MCLAMB: Smith's Story Will Continue

It began with much hope of a rescue. The journey ended in Brooklyn with NC State headed for a reboot.

It began with much hope of a rescue. The journey ended in Brooklyn with NC State headed for a reboot.

Dennis Smith Jr. earned the ACC Freshman of the Year award and had one of his worst college games in a span of about 72 hours. It is a unique contrast that is strangely appropriate.

The Wolfpack fell to Clemson 75-61 in the first round of the ACC Tournament to conclude a miserable season and end the NC State coaching tenure of Mark Gottfried. It also is almost certainly Smith’s final college contest as the NBA awaits.

The freshman finished with only seven points in his presumptive NC State swan song. He seemingly did not let the lack of scoring hurt his overall game as his collected eight rebounds, and dished out three assists.

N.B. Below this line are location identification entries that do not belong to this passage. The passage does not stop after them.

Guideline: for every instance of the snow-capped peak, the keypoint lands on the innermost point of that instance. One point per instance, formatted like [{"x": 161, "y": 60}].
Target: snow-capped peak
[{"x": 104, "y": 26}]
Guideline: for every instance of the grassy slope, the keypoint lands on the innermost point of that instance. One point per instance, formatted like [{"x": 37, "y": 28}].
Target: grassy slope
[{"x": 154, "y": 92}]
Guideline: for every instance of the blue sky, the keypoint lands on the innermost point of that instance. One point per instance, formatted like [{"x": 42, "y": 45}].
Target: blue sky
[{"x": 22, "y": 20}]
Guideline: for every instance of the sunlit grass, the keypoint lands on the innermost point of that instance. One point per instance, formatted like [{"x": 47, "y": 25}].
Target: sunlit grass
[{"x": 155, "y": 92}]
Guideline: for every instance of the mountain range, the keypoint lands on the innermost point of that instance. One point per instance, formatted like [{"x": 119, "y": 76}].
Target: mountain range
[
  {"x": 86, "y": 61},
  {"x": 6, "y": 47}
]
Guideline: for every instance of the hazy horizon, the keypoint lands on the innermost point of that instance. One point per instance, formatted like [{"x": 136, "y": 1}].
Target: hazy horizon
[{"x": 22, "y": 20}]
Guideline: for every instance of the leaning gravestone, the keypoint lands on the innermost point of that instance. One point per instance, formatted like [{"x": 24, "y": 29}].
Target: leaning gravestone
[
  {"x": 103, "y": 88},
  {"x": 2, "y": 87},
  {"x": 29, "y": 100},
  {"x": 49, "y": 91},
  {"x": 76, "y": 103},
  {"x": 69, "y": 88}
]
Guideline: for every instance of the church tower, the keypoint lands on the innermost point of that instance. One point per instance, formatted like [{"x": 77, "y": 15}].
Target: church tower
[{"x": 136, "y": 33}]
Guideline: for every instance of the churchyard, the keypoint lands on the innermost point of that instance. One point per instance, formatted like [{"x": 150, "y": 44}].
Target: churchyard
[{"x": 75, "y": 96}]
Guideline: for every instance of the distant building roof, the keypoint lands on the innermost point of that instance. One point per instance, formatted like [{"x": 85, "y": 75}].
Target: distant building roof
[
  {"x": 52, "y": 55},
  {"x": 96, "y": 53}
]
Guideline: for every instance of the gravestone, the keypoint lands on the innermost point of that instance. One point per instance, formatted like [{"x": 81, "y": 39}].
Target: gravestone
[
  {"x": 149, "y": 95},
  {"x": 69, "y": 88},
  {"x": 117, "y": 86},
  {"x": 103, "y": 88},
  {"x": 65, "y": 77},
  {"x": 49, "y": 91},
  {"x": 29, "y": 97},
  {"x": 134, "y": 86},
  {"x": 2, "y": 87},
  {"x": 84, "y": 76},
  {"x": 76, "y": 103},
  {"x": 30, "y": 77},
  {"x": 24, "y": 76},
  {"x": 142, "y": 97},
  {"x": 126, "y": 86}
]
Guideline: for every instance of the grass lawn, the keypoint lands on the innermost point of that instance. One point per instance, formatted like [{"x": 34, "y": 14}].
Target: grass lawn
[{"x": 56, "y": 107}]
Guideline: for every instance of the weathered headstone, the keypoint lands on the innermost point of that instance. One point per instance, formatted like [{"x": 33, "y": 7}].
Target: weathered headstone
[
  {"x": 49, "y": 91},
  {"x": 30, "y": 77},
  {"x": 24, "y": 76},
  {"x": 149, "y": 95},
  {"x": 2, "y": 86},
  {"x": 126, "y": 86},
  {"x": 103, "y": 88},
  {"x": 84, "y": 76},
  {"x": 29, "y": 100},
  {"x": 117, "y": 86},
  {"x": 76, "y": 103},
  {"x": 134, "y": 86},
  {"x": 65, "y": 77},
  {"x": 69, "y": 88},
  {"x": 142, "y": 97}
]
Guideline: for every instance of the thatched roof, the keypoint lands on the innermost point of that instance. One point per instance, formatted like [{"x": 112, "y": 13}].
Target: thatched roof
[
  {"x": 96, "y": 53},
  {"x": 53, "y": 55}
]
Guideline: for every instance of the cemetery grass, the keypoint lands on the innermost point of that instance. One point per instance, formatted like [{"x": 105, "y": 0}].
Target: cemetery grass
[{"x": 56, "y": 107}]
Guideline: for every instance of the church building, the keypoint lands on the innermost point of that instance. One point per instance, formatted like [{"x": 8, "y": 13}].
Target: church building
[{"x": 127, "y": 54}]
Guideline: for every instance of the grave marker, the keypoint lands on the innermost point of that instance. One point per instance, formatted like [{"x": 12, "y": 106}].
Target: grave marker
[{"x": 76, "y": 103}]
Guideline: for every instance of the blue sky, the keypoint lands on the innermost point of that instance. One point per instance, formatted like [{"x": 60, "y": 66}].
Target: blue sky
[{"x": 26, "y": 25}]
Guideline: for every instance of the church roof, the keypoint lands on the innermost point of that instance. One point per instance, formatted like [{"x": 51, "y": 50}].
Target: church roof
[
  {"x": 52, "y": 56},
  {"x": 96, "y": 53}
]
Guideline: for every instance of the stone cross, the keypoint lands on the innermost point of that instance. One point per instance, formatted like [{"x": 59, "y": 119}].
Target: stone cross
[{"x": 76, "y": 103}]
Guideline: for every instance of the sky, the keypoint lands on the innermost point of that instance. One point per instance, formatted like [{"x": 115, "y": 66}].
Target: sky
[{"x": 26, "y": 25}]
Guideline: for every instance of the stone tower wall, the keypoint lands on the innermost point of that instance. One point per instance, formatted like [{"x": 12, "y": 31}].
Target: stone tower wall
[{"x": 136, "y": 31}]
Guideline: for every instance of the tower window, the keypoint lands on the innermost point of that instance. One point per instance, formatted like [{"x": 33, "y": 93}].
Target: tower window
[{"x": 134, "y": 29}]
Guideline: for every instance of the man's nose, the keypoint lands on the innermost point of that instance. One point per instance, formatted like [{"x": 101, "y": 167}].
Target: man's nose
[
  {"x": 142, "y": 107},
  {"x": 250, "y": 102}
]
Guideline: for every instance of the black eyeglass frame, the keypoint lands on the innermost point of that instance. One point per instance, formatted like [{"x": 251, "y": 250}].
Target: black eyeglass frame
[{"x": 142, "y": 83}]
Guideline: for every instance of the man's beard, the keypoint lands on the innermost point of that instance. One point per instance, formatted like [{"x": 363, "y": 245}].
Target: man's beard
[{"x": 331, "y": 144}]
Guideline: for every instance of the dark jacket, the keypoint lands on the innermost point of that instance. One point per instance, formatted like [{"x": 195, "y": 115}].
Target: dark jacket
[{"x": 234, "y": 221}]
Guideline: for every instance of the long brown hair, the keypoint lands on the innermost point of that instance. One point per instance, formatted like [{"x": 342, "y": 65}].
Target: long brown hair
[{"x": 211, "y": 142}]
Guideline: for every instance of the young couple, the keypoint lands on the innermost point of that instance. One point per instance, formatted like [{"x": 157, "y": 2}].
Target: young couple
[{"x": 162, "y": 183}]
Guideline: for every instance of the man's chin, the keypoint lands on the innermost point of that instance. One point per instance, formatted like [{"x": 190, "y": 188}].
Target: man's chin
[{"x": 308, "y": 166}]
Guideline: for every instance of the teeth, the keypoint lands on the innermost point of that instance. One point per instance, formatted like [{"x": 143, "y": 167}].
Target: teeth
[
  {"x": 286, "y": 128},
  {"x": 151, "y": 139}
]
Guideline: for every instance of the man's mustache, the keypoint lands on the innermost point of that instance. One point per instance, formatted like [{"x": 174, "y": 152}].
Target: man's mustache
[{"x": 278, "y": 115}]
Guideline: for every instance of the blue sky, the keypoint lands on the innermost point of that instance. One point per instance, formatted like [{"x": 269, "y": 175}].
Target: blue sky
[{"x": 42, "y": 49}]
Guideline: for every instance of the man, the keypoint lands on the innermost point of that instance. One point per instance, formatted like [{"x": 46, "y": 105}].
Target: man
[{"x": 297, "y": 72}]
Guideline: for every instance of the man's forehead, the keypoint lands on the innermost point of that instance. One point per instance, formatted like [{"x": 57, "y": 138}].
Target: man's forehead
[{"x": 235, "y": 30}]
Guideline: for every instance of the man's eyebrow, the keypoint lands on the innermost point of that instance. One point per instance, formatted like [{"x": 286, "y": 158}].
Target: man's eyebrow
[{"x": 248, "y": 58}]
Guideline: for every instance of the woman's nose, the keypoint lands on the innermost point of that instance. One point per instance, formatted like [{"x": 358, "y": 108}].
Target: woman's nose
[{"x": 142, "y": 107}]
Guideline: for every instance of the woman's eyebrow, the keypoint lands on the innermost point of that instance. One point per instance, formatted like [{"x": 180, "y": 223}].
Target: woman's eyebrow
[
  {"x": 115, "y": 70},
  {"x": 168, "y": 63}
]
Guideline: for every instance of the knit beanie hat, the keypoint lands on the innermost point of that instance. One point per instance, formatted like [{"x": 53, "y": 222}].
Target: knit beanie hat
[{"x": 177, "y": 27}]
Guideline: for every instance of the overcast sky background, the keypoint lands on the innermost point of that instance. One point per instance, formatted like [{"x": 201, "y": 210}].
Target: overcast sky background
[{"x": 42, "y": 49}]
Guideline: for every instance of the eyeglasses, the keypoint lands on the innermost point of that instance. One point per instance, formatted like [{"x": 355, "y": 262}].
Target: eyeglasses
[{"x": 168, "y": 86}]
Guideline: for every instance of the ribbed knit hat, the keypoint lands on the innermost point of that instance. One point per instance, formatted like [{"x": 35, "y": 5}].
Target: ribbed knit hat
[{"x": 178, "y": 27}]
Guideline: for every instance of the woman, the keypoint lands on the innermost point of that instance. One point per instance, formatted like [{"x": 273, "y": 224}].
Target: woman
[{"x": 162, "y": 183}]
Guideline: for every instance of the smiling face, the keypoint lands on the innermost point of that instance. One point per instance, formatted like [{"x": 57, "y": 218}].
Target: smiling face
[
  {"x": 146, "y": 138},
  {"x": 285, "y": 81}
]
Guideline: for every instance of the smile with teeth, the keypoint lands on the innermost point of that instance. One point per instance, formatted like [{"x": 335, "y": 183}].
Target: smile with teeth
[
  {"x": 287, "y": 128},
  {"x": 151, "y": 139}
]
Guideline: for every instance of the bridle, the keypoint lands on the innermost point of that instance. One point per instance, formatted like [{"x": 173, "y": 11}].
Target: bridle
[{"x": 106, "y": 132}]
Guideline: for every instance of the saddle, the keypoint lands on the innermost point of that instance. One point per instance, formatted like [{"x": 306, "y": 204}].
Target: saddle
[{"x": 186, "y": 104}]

Smith also finished with two steals, giving him 62 on the campaign to set a NC State freshman record for steals in a season.

Even with his college career consisting of only 32 games, Smith still managed to leave his name in the NC State record book.

There were times when he struggled, something that should be expected of any freshman, but for the most part Smith was outstanding for the Wolfpack. He was the leader in scoring, assists and steals and his two triple-doubles are the most in program history. In fact, he is the only player in ACC history to have two triple-doubles against league competition.

Smith did great things despite there being nothing in the form of reliable interior play or a frequent collaborator in the backcourt while also having a ton of speculation swirling around the team.

The Rescue Squad never materialized. Terry Henderson had solid moments but also had games where he was neutralized for one reason or another. Torin Dorn Jr. started hot but by the time ACC play rolled around he was essentially a bit player who could never find a consistent role in Gottfried's rotation.

The frontcourt struggled this season for NC State and that is putting it kindly.

Abdul-Malik Abu, who flirted with leaving school for pro ball after his sophomore season, regressed in 2016-17. Omer Yurtseven, the other one-and-done talent recruited for the Wolfpack, got off to a late start and was repeatedly passive inside. Ted Kapita showed flashes but, like Yurtseven, is young and his best days are ahead. BeeJay Anya was overweight in his final college campaign and his playing time dwindled as the year progressed.

At times it appeared as though Smith was specifically put on this planet to execute the pick-and-roll, a bread and butter play in the NBA, but the NC State frontcourt often failed him by mishandling entry passes or leaving him to navigate the offense one-on-one in some form. The freshman often wore the look of a player suppressing his disgust as plays that seem simple to him would result in a turnover or lost opportunity.

He is much less likely to have that problem next season.

Several years ago, the Durham Bulls brought back Chipper Jones to honor him by retiring his number. Jones spoke of how much the gesture meant and of his joy of playing in Durham, but he also conceded that the honor was more about what he did afterwards and less about his numbers with the Bulls.

Smith’s ultimate legacy at NC State will be similar. Despite his impressive numbers and magical moments, including a disallowed dunk at Duke that will remain in the hearts of Wolfpack Nation forever, some will feel the losing record is a sign of his underachievement or even that he is to blame for the struggles.

The rescue did not happen.

If he performs up to his capabilities in the NBA, he will be celebrated with fervor back home by a NC State fanbase that will follow wherever his professional travels take him. His college experience, which is supposed to prepare students for the real world, could ultimately make him a better player and person.

Time will tell.

Dennis Smith Jr.’s days at NC State are ending but his legacy will still be written.